The Attempt at a Solution

The wording in this problem seemed a bit funky to me, but going through it, what I think I figured out is that the inertia would be the mass of the disk times 25. However, since it doesn't give me a mass and just asks me to compare the inertia ratio, I'm also guessing that there is something else that separates the inertia of a disk and a "ring." It could just be mass, since a ring doesn't have mass (assuming he's talking about a theoretical ring, just a circle around an axis essentially), and after that, I don't have any more guesses. Any help would be very appreciated! Thanks in advance!

 

[TomHart]

Photo shows a ring and a disk. Both have mass.

 

[EthanVandals]

Photo shows a ring and a disk. Both have mass.
View attachment 117197

Is it the amount of mass then? For instance, a ring would begin moving faster than a disk if pushed, assuming no outside forces acted on it...

 

[TomHart]

Because you are calculating the ratio of 2 inertias, the mass will cancel out.

a ring would begin moving faster than a disk if pushed, assuming no outside forces acted on it...

Why would a ring begin moving faster than a disk if pushed?

 

[EthanVandals]

Because you are calculating the ratio of 2 inertias, the mass will cancel out.

Why would a ring begin moving faster than a disk if pushed?

Sorry, I meant, the ring would roll farther than the disk in the long run because it has less mass slowing it down...

 

[TomHart]

Sorry, I meant, the ring would roll farther than the disk in the long run because it has less mass slowing it down...

If you are asked to calculate a ratio of two inertias, you have to use equal masses in both cases. But your statement makes me wonder what would cause an object with more mass to slow down faster.

 

[EthanVandals]

If you are asked to calculate a ratio of two inertias, you have to use equal masses in both cases. But your statement makes me wonder what would cause an object with more mass to slow down faster.

I thought it would be because of friction and gravity combining to slow it down. And use equal masses? Then how would there be any difference? :/

 

[TomHart]

And use equal masses? Then how would there be any difference? :/

You wrote an equation in your original post. I = mr²
You need to understand what that equation applies to - and also to understand that objects that have the same mass do not necessarily have the same moment of inertia. Specifically, a ring that has the same radius and mass as a disk does not have the same moment of inertia as that disk. There are normally tables that people use to look up moments of inertia for various shapes. But you could also derive them yourself - if you are feeling ambitious. :)

 

[EthanVandals]

You wrote an equation in your original post. I = mr²
You need to understand what that equation applies to - and also to understand that objects that have the same mass do not necessarily have the same moment of inertia. Specifically, a ring that has the same radius and mass as a disk does not have the same moment of inertia as that disk. There are normally tables that people use to look up moments of inertia for various shapes. But you could also derive them yourself - if you are feeling ambitious. :)
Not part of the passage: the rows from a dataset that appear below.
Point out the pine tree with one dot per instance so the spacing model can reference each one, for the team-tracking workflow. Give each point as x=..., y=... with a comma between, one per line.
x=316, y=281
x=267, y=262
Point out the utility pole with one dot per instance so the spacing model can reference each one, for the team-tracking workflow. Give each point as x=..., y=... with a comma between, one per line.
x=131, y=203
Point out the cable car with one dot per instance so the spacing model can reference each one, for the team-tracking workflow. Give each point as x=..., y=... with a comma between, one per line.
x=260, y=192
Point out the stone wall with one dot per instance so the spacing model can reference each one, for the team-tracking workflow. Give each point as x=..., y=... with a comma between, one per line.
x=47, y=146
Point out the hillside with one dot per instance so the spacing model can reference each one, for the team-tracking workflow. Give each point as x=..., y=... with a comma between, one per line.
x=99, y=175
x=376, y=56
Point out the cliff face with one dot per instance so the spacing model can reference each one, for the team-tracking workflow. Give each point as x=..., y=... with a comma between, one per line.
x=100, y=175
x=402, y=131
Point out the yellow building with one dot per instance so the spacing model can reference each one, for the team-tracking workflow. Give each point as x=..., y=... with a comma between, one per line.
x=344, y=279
Ah, so the ratio would be 2:1 in favor of the ring. That makes sense to me, though I'm still slightly unsure about the "moment of inertia" concept, though I'm sure I can learn that eventually. What about the second half of the problem? "How would this ratio change of the ring were replaced with a since point mass a distance 5 meters from a pivot point?" It didn't make sense to me at all, wording wise. A "since point mass" isn't something I have ever heard of..

 

[TomHart]

Yes, the ring would have a moment of inertia 2 times greater than the disk. A point mass means simply means that the total mass is contained at a single infinitesimally small point - not spread out over the shape of a ring or a disk or a hollow sphere. The whole mass is contained at one single point in space. But the equation in your original post is valid for any point mass. So what is the moment of inertia for a mass at a single point that is 5 meters away from the pivot point?

 

[EthanVandals]

Yes, the ring would have a moment of inertia 2 times greater than the disk. A point mass means simply means that the total mass is contained at a single infinitesimally small point - not spread out over the shape of a ring or a disk or a hollow sphere. The whole mass is contained at one single point in space. But the equation in your original post is valid for any point mass. So what is the moment of inertia for a mass at a single point that is 5 meters away from the pivot point?
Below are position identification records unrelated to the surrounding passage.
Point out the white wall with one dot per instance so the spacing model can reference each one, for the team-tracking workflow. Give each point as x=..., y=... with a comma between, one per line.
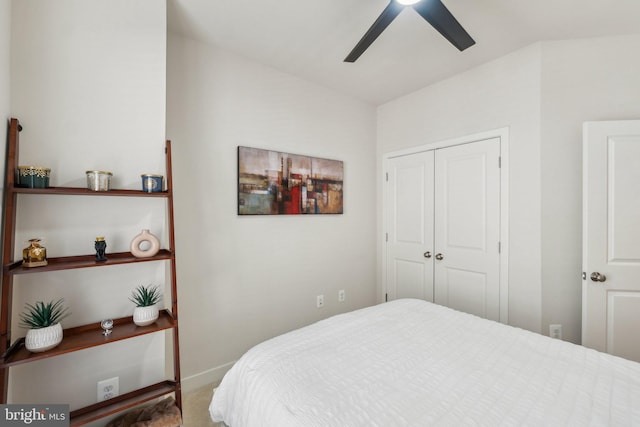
x=582, y=80
x=5, y=67
x=245, y=279
x=88, y=84
x=543, y=93
x=501, y=93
Well, since I still don't have a specific mass, I may have to put it in terms of m, leaving m as a variable...but at the same time, would the radius become zero, since all mass is concentrated at one point instead of people spread across it? I'm attempting to visualize it, and I'm seeing a circle on a graph plane with one specific dot of mass, kind of like a satellite orbiting the earth.

 

[TomHart]

would the radius become zero, since all mass is concentrated at one point instead of people spread across it?
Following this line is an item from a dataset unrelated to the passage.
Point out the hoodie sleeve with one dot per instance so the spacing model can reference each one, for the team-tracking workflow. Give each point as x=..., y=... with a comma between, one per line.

No, the radius would become 5 meters, since that is how far away from the pivot point the problem specified.
By the way, I assume the original problem statement should have said, "single point mass" instead of "since point mass", true?

 

[EthanVandals]

No, the radius would become 5 meters, since that is how far away from the pivot point the problem specified.
By the way, I assume the original problem statement should have said, "single point mass" instead of "since point mass", true?

I guess, yeah. I just always type exactly what my professor sends us. :/ and would the ratio change at all then? Since it remained at 5m? The equation for the disk would remain the same at 1/2mr^2, but the equation for the single point mass would also remain at mr^2...right?

 

[TomHart]

Yes, a point mass is same inertia as a ring.

 

[EthanVandals]

Yes, a point mass is same inertia as a ring.

Awesome! Thank you so much for the help, as always, Tom! :D